An evolutionary theory for interpreting urban scaling laws

Abstract

We try here to illustrate the relevance of an evolutionary theory of urban systems for explaining their hierarchical properties. The largest cities became larger because they were successful in adopting many successive innovations. Larger cities capture innovations in a continuous way (through adaptation, imitation, anticipation), and they concentrate a larger part of anything « new » at any time. Their functions demonstrate a higher level of complexity or sophistication of their urban activity and society. The most advanced technologies concentrate in largest cities, the common place activities are ubiquitous, whereas old ones remain in small towns only (or, in economic terms, there are increasing, constant or decreasing returns to urban scale).

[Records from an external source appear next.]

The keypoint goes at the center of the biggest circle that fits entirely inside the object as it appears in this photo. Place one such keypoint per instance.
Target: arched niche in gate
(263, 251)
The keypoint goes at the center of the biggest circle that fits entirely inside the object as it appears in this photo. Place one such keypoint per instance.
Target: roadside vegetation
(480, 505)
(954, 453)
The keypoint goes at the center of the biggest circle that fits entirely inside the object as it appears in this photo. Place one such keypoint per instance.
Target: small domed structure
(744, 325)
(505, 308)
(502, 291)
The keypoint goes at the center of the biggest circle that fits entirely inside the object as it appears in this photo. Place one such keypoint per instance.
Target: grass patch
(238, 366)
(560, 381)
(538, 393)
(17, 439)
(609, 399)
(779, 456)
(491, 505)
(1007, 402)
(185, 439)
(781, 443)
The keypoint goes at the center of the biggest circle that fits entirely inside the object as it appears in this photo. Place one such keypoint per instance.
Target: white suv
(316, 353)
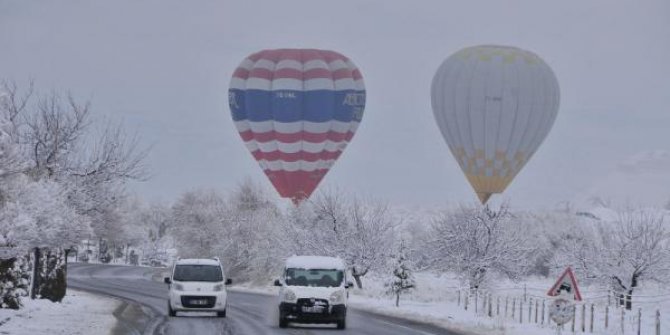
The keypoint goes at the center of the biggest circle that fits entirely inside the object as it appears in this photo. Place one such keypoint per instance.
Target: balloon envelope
(494, 106)
(296, 110)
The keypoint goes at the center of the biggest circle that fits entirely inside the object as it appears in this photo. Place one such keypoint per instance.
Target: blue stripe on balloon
(292, 106)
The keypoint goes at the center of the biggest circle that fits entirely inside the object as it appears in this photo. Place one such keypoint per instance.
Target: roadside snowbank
(79, 313)
(436, 301)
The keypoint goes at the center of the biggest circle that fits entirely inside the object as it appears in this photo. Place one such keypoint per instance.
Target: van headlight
(337, 298)
(289, 296)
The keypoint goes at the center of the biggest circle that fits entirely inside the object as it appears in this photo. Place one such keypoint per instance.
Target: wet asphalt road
(247, 313)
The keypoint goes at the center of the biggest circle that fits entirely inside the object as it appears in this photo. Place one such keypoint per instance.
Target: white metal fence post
(591, 324)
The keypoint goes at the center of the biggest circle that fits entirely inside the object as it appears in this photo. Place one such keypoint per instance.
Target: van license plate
(314, 309)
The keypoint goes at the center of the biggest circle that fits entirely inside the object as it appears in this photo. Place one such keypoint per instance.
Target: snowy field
(79, 314)
(436, 301)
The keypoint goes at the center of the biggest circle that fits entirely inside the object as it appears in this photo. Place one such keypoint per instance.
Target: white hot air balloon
(494, 106)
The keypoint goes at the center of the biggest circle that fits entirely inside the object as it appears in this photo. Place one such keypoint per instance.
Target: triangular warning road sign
(567, 283)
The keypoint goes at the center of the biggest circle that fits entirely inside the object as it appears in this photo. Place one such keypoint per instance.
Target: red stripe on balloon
(298, 185)
(295, 156)
(295, 137)
(241, 73)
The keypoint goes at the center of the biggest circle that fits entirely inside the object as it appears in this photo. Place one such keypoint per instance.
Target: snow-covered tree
(331, 223)
(47, 156)
(622, 254)
(477, 241)
(198, 217)
(403, 276)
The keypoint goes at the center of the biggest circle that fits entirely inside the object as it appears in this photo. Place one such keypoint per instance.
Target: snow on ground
(436, 301)
(79, 313)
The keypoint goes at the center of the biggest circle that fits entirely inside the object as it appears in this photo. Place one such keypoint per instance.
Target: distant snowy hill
(641, 180)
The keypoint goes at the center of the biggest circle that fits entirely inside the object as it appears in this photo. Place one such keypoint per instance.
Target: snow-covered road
(248, 313)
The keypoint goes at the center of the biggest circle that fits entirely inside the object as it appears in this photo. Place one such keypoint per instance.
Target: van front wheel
(283, 323)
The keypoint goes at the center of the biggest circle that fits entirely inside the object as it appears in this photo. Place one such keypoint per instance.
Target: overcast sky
(163, 68)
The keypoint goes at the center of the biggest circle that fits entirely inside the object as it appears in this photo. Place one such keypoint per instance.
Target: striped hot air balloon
(494, 106)
(296, 110)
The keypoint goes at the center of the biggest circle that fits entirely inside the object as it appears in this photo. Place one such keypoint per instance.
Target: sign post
(566, 292)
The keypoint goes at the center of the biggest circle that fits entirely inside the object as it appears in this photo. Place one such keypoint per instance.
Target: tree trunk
(359, 283)
(35, 280)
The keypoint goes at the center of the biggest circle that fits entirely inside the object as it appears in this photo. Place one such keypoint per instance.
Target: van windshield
(314, 277)
(188, 272)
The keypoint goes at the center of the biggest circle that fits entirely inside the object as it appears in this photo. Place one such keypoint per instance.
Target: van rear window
(188, 272)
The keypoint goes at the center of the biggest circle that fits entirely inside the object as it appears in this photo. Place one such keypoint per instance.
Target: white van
(313, 290)
(197, 285)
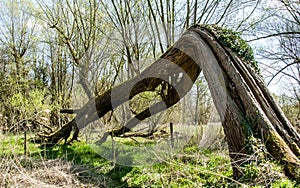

Such regularities can be expressed in the form of scaling laws that were recognised as revealing specific constraints on the structure and evolution of complex systems in physics and biology. Approaching urban activities by scaling laws provides a linkage between the concepts of urban function, city size, and innovation cycles. Over time, there is a substitution among the activities of the largest cities, where the oldest technologies and professions are replaced by the new ones, while the old ones are relatively concentrating in the smallest towns. Such an evolution is observed within urban systems where cities are fully connected and interdependent. There are processes of cooperation through exchanges of information and learning that enable an incremental diffusion of innovation and a continuous adaptation of urban activities and society in all parts of the system. Meanwhile, there are also processes of competition between cities that enhance their capacity to innovate and to levy the benefits of innovation. A distributed process of urban growth including a slight but continuing advantage for the largest cities is the result of that competitive process, while the successive adaptation of the urban functions follows the economic and social innovation cycles.